Als im März 2014 ein Erdbeben Los Angeles erzittern ließ, war ein Roboter namens Quakebot der Erste, der einen Artikel darüber schrieb. Die Software stammt von dem Programmierer und Journalisten Ken Schwencke, sie sammelt Daten und spezielle Informationen und stellt sie zu einem Artikel zusammen. Der Erdbebentext, mit allen wichtigen Eckdaten, war in drei Minuten fertig. Mehrere Start-ups konkurrieren inzwischen um die vorderen Plätze bei der automatischen Texterstellung, so etwa die Berliner Firma Text-on, die sich auf Finanz- und Sportberichterstattung konzentriert.

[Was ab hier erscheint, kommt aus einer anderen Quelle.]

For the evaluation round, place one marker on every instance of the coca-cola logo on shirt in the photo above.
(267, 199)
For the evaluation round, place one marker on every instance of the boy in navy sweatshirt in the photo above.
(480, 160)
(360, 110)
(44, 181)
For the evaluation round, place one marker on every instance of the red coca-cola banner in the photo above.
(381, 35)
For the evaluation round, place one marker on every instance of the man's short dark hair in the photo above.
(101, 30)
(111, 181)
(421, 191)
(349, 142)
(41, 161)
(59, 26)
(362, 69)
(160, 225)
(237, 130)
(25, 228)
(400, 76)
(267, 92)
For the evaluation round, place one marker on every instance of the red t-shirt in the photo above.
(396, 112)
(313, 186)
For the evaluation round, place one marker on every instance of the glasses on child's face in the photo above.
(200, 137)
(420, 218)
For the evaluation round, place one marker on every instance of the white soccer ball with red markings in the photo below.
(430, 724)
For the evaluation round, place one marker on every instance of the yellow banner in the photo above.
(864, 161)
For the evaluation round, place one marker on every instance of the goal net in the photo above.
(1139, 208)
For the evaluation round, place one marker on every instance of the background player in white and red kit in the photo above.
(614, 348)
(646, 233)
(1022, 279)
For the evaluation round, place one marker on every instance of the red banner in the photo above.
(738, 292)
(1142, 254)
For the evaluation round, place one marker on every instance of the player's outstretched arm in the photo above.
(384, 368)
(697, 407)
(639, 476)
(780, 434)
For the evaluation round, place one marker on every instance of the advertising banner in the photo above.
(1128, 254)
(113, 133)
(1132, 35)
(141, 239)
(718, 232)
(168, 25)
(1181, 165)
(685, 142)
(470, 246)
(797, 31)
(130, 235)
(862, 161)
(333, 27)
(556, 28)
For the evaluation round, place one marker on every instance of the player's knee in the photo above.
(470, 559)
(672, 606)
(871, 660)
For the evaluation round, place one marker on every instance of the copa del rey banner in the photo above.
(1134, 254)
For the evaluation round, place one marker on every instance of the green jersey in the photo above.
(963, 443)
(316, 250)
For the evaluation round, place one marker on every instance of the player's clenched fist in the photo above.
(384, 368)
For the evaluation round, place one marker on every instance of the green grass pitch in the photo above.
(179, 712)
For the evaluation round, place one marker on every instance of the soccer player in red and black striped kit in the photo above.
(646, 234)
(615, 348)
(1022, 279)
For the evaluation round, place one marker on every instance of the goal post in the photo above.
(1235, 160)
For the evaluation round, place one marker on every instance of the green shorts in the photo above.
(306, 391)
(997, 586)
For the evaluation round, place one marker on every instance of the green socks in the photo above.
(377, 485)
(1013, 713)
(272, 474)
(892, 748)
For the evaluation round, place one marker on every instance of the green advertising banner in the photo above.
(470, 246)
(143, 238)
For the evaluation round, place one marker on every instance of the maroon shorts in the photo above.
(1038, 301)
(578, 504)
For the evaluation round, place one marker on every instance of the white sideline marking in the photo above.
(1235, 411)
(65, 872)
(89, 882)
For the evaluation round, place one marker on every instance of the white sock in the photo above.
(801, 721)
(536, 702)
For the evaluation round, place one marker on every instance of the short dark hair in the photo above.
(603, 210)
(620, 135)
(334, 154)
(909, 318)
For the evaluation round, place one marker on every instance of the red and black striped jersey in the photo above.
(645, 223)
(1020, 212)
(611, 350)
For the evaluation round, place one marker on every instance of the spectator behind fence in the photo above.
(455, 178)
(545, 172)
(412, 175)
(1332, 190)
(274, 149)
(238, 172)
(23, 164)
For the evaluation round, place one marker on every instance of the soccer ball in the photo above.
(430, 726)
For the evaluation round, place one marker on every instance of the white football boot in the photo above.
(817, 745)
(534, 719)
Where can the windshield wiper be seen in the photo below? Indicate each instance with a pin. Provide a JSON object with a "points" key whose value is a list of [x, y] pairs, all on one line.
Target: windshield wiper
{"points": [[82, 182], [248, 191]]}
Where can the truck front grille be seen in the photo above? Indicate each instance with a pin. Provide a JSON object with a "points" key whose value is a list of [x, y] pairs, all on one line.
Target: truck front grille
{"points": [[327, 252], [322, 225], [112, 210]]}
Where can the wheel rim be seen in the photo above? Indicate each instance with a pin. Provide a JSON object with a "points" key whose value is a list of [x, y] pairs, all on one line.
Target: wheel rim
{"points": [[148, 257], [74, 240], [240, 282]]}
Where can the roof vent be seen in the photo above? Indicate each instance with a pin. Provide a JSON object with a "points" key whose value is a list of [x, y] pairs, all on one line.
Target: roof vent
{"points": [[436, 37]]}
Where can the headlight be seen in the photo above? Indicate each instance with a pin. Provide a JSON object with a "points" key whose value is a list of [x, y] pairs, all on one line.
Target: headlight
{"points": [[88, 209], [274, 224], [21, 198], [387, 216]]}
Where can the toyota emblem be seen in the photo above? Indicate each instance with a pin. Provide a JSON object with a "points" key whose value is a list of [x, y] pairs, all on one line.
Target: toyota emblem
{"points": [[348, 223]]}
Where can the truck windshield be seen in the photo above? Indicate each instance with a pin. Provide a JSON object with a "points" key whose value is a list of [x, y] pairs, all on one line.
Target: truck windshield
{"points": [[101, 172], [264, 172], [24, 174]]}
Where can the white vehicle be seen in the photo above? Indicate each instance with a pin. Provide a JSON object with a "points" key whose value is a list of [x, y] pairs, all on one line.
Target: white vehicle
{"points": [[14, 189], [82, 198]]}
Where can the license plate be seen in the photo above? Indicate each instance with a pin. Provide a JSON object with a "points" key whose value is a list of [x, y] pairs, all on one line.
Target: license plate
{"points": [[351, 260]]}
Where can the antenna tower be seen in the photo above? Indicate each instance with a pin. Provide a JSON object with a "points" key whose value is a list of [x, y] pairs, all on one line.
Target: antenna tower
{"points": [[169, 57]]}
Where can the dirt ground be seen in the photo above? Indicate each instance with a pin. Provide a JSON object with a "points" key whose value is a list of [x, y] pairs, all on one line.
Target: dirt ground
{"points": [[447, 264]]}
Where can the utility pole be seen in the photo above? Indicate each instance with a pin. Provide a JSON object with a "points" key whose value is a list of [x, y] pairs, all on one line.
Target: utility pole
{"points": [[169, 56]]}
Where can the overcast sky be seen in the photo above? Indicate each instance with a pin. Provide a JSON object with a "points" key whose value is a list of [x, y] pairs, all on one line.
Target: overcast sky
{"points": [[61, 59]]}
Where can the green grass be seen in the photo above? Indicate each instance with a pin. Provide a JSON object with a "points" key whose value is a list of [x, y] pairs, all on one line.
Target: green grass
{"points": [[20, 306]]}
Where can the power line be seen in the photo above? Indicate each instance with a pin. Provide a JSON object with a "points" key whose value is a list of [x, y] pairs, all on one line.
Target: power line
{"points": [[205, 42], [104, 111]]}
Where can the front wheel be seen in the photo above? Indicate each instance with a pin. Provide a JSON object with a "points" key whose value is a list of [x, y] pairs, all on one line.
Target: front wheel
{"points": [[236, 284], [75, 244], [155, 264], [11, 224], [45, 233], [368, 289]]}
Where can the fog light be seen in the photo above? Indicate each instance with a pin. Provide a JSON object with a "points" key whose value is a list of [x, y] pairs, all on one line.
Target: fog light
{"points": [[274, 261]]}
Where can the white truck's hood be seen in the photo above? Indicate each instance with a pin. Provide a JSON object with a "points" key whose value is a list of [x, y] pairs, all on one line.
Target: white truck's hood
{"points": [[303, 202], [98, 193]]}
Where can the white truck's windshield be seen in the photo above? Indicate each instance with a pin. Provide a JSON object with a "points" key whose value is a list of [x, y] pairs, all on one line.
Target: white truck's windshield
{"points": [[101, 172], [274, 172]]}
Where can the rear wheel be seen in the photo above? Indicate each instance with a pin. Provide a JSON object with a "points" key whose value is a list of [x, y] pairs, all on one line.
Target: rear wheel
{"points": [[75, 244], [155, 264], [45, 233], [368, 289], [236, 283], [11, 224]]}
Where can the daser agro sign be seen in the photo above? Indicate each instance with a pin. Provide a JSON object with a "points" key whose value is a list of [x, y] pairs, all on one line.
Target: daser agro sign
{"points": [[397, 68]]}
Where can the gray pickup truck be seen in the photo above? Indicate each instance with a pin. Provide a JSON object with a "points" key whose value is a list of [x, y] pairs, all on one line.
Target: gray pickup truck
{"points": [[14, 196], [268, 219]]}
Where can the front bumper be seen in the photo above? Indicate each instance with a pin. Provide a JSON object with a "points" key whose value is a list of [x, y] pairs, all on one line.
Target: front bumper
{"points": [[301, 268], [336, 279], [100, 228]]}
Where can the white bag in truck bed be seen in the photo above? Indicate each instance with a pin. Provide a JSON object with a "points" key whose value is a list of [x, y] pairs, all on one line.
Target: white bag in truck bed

In vielen Bereichen glauben Kreative immer noch, dass sie unersetzlich sind. Kann nicht auch hier das Internet als gigantische Ideen-Datenbank dienen, aus der ein intelligenter Algorithmus ein hübsches Design für eine Website, ein Magazin, ein Produkt kombiniert und es mit netten Inhalten füllt? Wie in der Mode – es gibt nichts wirklich Neues, alles ist Remix. Und das Video „Artificum“ des New Yorker Designers Lucien Ng führt einen kühlen Sprung nach vorne: in eine Zukunft, in der Designer bereits durch künstliche Intelligenz ersetzt wurden.